Düşüncenin aksine darbe bir hastalıktır. Düşünce nasıl ansızın ortaya çıkıp birdenbire kaybolma özelliğinden ariyse darbe de bir o kadar ansızın ortaya çıkıp kendiliğinden yok olur. Darbelerin düşünceye tesir etmemesinin sebebi budur. Kazayı asla kabul etmez düşünce, bir tek hastalıktan korkar. Darbeyse bağışıklık sistemine göre vücudu ya hızlıca ya da peyderpey çökertir. En basitiyle bünyenin her hangi bir yerinde hematom oluşturarak rahatsızlık verir, en katmerlisiyle öldürür. Basit travmalar da darbeye dahildir, büyük kazalar da... Her durumda darbenin şiddeti kadar maruz kalanın kuvveti, savunma mekanizması ve bağışıklık sistemi de önemlidir. Hayatı boyunca hastalık yaşamamış vücut da darbeye maruz kalmamış toplum da yoktur. Ancak hastalıklar da darbeler de çağa özgüdür ve çağının araçlarını kullanır. Hastalıklar da darbeler de zarar verir. Her ikisinin de amacı önce zayıflatmak, sonra yok etmektir. Hastalık zayıf ve yaşlı bünyeler için, darbeler ise ruhu elinden alınmış nesiller için öldürücüdür. Belki biraz da bu sebeptendir ki aklı başında her siyasal iktidarın birincil amacının nesil yetiştirmek olması gerekir. Sağlıklı bir nesil, sadece inanç ve düşünce aktarımı yapmaz, aynı zamanda siyasal iktidarın da potansiyel düşmanı olan darbelere karşı en dirençli bariyer işlevi görür. Nesli telef olmuş hangi güçlü iktidar ayakta kalabilir ki?

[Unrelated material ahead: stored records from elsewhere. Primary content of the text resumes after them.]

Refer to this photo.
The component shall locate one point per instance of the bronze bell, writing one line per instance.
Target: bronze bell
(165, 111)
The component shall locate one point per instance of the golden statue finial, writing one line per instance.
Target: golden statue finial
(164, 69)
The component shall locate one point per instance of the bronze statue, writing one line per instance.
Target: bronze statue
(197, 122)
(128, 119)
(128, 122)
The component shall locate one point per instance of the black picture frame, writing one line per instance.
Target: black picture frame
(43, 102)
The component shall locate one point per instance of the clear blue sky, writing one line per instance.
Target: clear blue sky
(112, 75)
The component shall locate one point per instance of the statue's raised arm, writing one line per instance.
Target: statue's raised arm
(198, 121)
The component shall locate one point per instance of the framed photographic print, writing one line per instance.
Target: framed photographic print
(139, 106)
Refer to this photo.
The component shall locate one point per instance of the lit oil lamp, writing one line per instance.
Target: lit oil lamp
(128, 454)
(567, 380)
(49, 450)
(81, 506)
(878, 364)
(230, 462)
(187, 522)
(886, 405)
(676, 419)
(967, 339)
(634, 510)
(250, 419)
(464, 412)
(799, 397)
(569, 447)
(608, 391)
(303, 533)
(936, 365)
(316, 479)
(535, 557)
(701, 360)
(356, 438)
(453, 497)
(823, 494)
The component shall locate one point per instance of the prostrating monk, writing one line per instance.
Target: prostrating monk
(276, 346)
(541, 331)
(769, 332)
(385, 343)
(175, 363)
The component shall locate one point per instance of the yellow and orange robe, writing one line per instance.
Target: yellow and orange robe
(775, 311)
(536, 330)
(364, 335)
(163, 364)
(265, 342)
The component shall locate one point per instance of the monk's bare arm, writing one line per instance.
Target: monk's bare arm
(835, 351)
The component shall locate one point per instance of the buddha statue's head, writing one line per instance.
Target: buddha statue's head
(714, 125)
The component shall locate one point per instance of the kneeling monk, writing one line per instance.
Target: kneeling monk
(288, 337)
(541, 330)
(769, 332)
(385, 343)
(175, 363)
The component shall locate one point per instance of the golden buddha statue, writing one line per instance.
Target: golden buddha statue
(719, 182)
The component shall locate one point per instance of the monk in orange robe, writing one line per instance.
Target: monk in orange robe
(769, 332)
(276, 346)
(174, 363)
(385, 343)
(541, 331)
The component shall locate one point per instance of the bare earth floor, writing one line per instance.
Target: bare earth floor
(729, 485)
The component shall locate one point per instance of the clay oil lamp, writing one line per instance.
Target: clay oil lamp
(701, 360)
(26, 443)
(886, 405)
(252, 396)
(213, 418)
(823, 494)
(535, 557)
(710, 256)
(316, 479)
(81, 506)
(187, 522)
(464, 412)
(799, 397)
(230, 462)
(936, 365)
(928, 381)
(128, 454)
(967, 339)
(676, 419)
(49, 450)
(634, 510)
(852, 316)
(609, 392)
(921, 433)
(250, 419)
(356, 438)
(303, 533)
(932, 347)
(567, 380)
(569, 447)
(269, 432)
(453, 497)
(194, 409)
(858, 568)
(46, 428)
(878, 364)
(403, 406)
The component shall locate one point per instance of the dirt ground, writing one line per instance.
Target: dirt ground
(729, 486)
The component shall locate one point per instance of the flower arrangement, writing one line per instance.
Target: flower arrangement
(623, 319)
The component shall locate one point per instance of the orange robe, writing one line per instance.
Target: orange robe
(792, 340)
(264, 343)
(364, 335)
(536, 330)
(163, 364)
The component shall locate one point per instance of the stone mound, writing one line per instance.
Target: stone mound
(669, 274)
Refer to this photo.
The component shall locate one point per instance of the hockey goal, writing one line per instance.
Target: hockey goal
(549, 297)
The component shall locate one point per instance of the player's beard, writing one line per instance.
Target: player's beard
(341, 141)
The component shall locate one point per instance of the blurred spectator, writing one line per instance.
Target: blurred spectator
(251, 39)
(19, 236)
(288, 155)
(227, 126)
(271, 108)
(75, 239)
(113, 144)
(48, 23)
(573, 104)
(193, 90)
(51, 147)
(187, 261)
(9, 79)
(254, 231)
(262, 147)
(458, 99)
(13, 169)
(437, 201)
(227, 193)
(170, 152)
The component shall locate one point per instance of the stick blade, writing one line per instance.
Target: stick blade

Sosyolojik olarak darbe, kendini bulmuş nesillerin öze dönme çabalarını akim kılmak için yapılır. Kendi ekonomisiyle, kendi üretimiyle, değerlerini koruyarak yaşayabileceğine inanan nesiller kıpırdadığı an darbeyle ensesine binilir. Kendi ayakları üzerinde durma gücü ellerinden alınmış, kendi kendine yetme beceresi göstermeyen dışa bağımlı toplumlarda darbe tehlikesi hep vardır. Haddizatında ekonomi dahil toplumu oluşturan her şey, bir şekilde düşünceyle ilgilidir. Düşüncesi ithal bir toplumun değerleri, değerleri ithal bir toplumun ekonomisi özgür olabilir mi? Darbelerden sakınmanın en etkili yollarından biri nesillere özgürce düşünce alanları açmak, onların ruhunu parlatmaktır. Nesillere amaç gösteren ve bunu imkana dönüştüren iktidarlar kendilerinden memnun olabilir ancak, günü ve geleceği kurtardığını söyleyebilir. Kendisi ayakta dursa bile nesillerini kaybetmiş her siyasal iktidar geleceğini kaybetmiştir. Çocuklarını menzilde tutmayı başaramamış, savrulmalarını sadece seyretmiş her iktidar geleceğini kaybetmiştir. Fiili darbeye maruz kalmadan kaybetmiştir. İç dünya darbesiyle işgal edilmiştir. Mesele sadece ayaklarının altındaki akaryakıt borularının darbeci memleketlere yeraltı zenginliklerini taşırken senin çocuklarının boruların sağında solundaki çöpleri toplaması değildir; aynı zamanda o boruyu sana döşetmeleri ve o borunun içinden sadece akaryakıt değil nesillerin ruhunun da aktığını görebilmektir. Kalpteki duygu sıvısı, borunun içindekinden çok daha hızlı akar, bilmiyor musunuz? Kalbi sınırın öteki tarafına aktıktan sonra bedenleri burada kalsa bile nesillerinizin kuru gövdeler yığınının sizi kurtaracağını düşünüyorsanız yanılıyorsunuz. Akşamları, çocuklarınızın sadece bedeni geliyor eve, haberiniz var mı? Ruhları cep telefonlarından idare ediliyor haberiniz var mı? Nesilleriniz tam da püskürttüğünüzü düşündüğünüz darbecilerin parmaklarının ucunda, haberiniz var mı? Darbe bitmedi, nesilleriniz üzerindeki oyun bitmedi, kaldığı yerden ve başka biçimde devam ediyor, haberiniz var mı? Ve elbette, darbeyi iktidarlar göremez, nesiller görür. Darbecilerin liderlerden önce gözünü nesillere dikmesinin, liderlerden ve partilerden önce nesilleri imha arzusunun sebebi budur! Haksız ve başarısız da sayılmazlar.